Figure 2. The circulation cycle of 2D and 3D microscale optical write, erase and rewrite of stable NIR-photoswitchable ANPs.
Furthermore, these particles have potentially infinite resolving power which relies on the number of photons produced by a probe under a super-resolution nanoscope. Lee achieved sub-Angstrom precision in just a few hours using equipment available in Professor Suh’s lab.
The team attributes photoswitching observed in the current work to atomic crystal defects too small for even advanced electron microscopes to visualize. These defects shift the particle’s avalanche threshold up or down and can be manipulated using different light wavelengths to increase or decrease signal brightness.
In addition to pursuing potential applications in optical memory, super-resolution microscopy, bioimaging, and biosensing, the team employs nanoparticle synthesis robots at the Molecular Foundry along with machine learning and computational models to enhance these crystals further. They also aim to investigate whether they can produce other nanoparticles displaying similar photoswitchable properties.
Figure 3. Indefinite NIR photon avalanching localization microscopy of ANPs.
Cohen expressed surprise over this entire study as since 2009 paper, their team had been claiming that this class of nanoparticles does not switch on and off while studying precisely that here. One significant outcome they have discovered about these nanoparticles is how crucial it sometimes is to embrace unusual results by saying “One of the things we’ve found with these nanoparticles is to embrace weird results.”

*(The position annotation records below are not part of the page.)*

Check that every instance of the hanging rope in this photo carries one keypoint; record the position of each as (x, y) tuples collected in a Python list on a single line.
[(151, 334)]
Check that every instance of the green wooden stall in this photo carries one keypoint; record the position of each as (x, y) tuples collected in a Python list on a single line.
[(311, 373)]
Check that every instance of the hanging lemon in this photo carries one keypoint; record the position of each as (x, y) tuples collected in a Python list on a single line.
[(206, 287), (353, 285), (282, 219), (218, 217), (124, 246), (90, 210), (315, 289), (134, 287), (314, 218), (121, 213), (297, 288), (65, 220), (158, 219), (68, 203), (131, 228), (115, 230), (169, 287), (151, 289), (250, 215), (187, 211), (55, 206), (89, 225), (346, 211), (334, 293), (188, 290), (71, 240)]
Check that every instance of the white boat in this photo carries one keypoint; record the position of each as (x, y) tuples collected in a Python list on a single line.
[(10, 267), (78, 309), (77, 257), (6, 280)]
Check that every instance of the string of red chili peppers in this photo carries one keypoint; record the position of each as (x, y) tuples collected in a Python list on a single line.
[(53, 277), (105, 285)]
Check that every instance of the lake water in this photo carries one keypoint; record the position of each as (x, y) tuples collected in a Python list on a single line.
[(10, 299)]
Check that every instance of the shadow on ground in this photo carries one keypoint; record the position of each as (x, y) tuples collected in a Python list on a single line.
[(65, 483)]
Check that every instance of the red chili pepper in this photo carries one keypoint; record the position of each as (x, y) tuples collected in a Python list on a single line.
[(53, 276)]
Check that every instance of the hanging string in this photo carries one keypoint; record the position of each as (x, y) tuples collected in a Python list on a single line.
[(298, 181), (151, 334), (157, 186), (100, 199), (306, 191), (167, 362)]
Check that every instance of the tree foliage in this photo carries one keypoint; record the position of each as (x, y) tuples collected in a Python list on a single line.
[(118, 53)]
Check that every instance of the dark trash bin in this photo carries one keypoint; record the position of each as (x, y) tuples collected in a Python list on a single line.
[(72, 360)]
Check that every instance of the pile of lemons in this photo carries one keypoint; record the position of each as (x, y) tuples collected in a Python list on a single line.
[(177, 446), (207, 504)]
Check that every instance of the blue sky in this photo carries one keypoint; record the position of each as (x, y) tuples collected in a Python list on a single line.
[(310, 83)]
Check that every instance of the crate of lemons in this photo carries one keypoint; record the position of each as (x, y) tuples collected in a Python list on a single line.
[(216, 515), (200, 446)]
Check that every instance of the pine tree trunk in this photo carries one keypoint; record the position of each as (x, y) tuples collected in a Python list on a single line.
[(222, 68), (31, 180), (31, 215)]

This study has been supported through programs, such as the Global Research Laboratory (GRL) Program through the National Research Foundation of Korea (NRF) funded by the Ministry of Science and ICT. It has been jointly participated by researchers from Columbia University and Berkeley in the United States. Additionally, scientists at the Korea Research Institute of Chemical Technology (KRICT) and the Korea Basic Science Institute (KBSI) in South Korea also participated in this research endeavor.
Changhwan Lee, Emma Z. Xu, Kevin W. C. Kwock, et al., “Indefinite and Bidirectional Near Infrared Nanocrystal Photoswitching,” Nature, (2023).